2 Dividend Stocks That Could Pay You for Life

There are other reasons to love these businesses, too.

People invest in dividend stocks for various reasons. Some want the passive income; others reinvest the cash to boost long-term returns; still others find that corporations that can dish out regular (and growing) payouts are worth investing in. But few such investors would include dividend cuts on their wish list — most want the payouts to go for as long as possible.

Though many income stocks will eventually have to suspend or decrease their dividends, some seem solid enough to pay investors for a lifetime. Let’s consider two examples: AbbVie (ABBV 1.22%) and Visa (V -0.20%).

1. AbbVie

AbbVie was originally a subdivision of Abbott Laboratories. The drugmaker split from its former parent company in 2013. Since then, AbbVie has been known for at least two things: its blockbuster rheumatoid arthritis drug Humira, and its consistent dividend increases.

However, things are changing. Humira has been off-patent in the U.S. since last year. Considering that the drug was AbbVie’s biggest growth driver for the past decade, it’s normal for shareholders to worry a bit about what will happen to its payouts.

But AbbVie is showing that it’s a strong company with or without Humira. Though revenue and earnings fell after the immunology medicine lost exclusivity, AbbVie can count on two other drugs in this area to fill the gap eventually: Skyrizi and Rinvoq actually compete with Humira in several indications. Combined revenue from these two medicines should hit $27 billion by 2027, according to management. That’s well above Humira’s peak annual sales.

AbbVie is an innovative company that should regularly continue delivering brand-new medicines. The drugmaker planned ahead for Humira’s loss of patent exclusivity; it will almost certainly do the same for Skyrizi and Rinvoq, and whatever other key growth drivers it depends on after those two also lose patent protection. That’s what makes AbbVie a stock worth buying and holding onto for good. Individual drugs will eventually stop driving top-line growth in a decade or so, but a culture centered around innovation can last a lifetime — several, actually.

Meanwhile, AbbVie has continued to increase its dividends even after the Humira patent cliff. And thanks to being a former unit of Abbott Laboratories, AbbVie qualifies as a Dividend King that has raised its payouts for 52 consecutive years. The dividend is up by 288% since the company’s inception — that’s impressive.

The drugmaker offers a strong forward yield of 3.6%, while its cash payout ratio looks reasonable at just under 49%. All this makes the stock a great pick for long-term, income-seeking investors.

2. Visa

Carrying around cash and checks is cumbersome, and these payment methods also come with other downsides. Chief among them is that they’re poorly adapted to much of modern retail activity, which happens online. Cash and check usage has been declining for years.

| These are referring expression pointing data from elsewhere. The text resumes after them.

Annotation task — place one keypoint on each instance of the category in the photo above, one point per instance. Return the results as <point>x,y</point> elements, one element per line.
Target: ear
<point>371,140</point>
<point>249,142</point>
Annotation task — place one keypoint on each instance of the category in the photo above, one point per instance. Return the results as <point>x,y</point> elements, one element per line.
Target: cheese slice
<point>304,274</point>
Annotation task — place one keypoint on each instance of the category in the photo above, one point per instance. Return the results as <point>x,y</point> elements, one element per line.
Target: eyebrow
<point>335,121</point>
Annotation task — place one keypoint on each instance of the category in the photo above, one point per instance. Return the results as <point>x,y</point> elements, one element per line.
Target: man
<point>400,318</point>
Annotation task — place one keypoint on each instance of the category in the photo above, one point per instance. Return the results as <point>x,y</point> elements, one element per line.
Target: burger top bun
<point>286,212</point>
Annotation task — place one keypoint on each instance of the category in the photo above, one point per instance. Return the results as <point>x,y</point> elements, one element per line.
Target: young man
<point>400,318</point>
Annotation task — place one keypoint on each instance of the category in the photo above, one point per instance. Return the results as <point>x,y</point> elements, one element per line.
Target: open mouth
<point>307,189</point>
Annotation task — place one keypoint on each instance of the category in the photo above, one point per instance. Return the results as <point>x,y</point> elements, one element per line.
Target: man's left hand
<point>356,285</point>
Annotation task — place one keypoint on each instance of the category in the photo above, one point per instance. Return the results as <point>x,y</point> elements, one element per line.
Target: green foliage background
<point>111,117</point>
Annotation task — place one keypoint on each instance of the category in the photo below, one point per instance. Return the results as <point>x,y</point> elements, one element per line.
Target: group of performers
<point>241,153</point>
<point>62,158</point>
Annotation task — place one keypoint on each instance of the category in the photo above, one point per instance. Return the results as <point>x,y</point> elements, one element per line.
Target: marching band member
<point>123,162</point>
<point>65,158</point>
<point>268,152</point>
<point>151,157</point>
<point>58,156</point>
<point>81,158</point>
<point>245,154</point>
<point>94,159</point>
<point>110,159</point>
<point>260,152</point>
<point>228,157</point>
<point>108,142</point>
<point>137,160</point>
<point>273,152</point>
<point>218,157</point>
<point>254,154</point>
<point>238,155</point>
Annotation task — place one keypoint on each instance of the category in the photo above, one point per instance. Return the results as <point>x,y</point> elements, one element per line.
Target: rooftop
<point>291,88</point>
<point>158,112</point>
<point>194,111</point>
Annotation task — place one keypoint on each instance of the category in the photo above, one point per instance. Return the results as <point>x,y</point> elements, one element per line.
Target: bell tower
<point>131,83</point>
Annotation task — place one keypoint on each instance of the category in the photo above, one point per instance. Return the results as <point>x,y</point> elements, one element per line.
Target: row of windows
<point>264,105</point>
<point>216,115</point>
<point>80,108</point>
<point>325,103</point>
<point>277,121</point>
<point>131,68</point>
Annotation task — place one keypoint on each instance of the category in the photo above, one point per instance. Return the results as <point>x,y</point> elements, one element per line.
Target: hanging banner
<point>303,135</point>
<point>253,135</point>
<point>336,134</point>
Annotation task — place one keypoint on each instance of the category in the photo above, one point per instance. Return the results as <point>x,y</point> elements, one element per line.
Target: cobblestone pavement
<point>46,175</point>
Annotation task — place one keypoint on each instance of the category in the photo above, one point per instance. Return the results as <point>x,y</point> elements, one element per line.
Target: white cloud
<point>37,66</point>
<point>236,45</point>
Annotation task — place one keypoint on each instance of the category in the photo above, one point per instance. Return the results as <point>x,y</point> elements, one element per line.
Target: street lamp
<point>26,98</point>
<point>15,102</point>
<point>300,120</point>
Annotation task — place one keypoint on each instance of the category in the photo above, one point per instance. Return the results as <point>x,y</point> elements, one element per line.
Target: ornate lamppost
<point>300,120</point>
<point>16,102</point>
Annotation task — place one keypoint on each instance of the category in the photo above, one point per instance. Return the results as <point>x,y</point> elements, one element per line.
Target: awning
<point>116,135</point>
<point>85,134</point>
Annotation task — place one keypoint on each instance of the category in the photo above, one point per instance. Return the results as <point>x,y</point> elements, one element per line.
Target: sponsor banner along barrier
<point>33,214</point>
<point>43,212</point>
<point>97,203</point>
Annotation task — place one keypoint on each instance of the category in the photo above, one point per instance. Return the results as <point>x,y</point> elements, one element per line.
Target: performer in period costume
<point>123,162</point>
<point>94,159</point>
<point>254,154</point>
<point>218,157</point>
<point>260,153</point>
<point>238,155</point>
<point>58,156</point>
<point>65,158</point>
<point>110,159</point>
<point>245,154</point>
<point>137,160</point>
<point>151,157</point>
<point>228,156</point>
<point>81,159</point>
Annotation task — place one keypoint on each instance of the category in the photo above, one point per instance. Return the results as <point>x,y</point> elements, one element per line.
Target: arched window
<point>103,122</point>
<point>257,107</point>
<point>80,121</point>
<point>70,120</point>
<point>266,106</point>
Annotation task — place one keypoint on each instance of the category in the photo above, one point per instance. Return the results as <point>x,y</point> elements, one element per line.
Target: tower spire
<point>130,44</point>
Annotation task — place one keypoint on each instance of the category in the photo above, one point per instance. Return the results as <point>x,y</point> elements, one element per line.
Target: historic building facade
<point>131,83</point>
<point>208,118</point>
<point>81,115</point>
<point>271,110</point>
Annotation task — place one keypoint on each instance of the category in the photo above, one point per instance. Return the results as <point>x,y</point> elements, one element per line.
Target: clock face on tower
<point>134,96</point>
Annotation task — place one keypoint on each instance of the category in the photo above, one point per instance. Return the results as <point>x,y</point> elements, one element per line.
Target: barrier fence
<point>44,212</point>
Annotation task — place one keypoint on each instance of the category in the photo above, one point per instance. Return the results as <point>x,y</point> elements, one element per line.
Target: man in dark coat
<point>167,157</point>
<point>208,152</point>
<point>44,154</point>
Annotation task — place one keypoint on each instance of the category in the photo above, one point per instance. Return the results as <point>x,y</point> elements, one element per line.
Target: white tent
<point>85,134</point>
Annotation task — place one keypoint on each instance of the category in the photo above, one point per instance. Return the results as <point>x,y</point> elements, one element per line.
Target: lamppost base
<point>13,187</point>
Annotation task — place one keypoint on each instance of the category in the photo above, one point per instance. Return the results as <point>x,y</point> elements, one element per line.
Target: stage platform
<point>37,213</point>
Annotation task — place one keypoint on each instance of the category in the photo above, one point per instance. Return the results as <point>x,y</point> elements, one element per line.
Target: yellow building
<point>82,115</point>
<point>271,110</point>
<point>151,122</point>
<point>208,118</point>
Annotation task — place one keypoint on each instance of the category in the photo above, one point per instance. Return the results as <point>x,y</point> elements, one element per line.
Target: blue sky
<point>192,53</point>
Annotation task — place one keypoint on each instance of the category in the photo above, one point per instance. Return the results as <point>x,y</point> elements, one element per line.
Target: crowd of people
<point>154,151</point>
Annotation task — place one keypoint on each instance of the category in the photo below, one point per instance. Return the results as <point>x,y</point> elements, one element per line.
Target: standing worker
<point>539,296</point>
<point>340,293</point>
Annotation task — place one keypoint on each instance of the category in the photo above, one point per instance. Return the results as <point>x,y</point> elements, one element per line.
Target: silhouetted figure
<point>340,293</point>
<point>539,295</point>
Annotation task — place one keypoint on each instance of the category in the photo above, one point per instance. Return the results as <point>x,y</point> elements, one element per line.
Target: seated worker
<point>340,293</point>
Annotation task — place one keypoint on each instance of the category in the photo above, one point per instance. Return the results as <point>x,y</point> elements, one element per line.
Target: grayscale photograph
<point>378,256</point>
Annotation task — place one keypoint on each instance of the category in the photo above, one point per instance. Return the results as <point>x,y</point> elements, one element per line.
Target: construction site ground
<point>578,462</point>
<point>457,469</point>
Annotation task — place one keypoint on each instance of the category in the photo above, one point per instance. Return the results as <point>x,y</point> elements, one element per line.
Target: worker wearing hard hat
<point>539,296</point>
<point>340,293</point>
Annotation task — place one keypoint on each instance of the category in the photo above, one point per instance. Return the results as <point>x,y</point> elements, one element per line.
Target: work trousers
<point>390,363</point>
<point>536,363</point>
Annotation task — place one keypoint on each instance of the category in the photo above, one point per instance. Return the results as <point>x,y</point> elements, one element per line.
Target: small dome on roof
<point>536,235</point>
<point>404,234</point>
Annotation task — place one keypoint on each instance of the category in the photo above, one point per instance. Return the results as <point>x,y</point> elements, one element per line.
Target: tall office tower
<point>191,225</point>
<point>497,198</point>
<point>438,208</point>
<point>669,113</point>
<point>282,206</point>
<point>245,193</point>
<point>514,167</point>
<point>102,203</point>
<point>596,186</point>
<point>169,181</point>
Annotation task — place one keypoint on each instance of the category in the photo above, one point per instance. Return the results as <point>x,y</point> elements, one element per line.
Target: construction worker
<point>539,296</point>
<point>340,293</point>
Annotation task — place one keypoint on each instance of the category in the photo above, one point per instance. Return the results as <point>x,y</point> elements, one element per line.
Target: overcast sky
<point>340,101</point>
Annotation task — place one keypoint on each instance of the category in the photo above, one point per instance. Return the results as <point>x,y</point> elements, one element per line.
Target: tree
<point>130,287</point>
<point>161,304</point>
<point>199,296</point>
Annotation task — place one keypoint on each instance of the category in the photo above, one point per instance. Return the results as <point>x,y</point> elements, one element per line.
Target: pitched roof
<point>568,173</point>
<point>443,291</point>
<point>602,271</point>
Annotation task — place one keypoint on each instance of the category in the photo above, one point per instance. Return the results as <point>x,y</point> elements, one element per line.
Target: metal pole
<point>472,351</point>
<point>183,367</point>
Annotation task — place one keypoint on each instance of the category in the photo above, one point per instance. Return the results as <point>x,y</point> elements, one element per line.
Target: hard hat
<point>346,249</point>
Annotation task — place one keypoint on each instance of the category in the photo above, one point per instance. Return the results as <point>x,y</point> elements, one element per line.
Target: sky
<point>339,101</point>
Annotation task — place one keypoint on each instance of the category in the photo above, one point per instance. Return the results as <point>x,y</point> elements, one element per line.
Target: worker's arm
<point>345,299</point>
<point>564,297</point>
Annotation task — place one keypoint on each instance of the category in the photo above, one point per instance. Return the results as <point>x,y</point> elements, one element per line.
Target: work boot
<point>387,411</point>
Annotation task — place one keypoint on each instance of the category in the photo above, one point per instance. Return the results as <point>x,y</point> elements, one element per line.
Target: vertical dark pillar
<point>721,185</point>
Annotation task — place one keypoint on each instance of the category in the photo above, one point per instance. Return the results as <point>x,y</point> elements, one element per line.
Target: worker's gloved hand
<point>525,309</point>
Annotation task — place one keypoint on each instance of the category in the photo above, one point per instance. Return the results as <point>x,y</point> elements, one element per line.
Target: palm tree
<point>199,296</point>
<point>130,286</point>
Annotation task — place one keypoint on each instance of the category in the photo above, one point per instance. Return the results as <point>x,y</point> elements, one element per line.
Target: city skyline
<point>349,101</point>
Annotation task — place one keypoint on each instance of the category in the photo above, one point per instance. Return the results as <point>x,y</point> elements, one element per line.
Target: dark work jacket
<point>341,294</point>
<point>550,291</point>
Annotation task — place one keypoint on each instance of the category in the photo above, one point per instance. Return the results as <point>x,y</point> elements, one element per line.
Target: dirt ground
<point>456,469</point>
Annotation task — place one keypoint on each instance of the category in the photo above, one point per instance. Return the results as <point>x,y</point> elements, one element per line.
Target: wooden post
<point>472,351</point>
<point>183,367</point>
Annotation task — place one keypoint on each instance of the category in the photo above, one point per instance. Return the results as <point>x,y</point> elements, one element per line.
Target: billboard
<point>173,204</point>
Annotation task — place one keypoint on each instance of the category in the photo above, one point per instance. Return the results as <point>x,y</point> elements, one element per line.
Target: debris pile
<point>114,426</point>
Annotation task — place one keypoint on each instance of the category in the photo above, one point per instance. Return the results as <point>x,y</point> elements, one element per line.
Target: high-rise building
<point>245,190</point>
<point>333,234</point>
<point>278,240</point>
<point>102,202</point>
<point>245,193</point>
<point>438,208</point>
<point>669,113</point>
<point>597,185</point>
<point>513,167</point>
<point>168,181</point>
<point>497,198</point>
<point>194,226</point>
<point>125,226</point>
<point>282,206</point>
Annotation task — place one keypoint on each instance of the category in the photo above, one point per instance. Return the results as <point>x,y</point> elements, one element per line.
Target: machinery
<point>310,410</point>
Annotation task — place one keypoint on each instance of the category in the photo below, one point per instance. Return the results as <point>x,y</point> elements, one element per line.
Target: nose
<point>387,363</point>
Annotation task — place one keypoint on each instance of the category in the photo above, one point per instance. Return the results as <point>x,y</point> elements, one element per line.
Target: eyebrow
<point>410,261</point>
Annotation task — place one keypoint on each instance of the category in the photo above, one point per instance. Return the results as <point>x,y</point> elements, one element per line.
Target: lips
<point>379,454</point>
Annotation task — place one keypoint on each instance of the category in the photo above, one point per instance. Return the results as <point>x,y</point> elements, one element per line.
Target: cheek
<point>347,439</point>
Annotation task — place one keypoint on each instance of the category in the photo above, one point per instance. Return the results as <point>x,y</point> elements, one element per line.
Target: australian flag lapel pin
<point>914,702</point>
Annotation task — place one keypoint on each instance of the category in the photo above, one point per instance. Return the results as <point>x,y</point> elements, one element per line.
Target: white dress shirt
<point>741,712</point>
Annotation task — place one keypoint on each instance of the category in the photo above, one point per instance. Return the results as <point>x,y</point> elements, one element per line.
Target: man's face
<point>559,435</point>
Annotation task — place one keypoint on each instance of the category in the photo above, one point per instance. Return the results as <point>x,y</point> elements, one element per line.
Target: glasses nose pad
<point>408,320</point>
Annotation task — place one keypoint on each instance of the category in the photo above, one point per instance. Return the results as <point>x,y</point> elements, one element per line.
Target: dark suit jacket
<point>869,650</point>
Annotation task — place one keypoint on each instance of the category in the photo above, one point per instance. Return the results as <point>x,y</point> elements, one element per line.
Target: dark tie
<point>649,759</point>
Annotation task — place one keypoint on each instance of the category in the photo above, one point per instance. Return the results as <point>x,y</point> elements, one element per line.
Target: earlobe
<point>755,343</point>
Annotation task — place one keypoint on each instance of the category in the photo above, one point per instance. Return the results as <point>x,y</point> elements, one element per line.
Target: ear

One of the companies helping move that trend along is Visa, which runs one of the leading payment networks in the world. It helps facilitate credit card transactions — without incurring the risk that people will default on their debt, since the company doesn’t issue the cards. It merely serves as an intermediary between issuing banks and merchants.

Visa benefits from the network effect. The more merchants join its ecosystem, the more attractive it is to consumers, and vice versa. At this point, few responsible businesses in developed countries would dare not to accept the company’s cards as a payment method.

And Visa pockets a fee for every single transaction conducted with one of them. That’s a great business model. Naturally, the company’s financial results have been excellent over the years:

V Revenue (Annual) Chart

V Revenue (Annual) data by YCharts.

The future remains bright for Visa despite the progress it has already made; the company sees a $20 trillion addressable market. About half of that is in cash and checks, because despite appearances, these modes of payments haven’t disappeared — far from it. There’s a long runway for growth ahead.

But what about the dividend? While the yield isn’t impressive at just 0.8%, Visa has increased its dividend by an incredible 420% in the past decade. Yet its cash payout ratio remains modest at just about 20%.

Visa has miles of room left to boost the dividend further. That, combined with the company’s strong underlying business and attractive long-term opportunities, makes it a solid long-term dividend stock.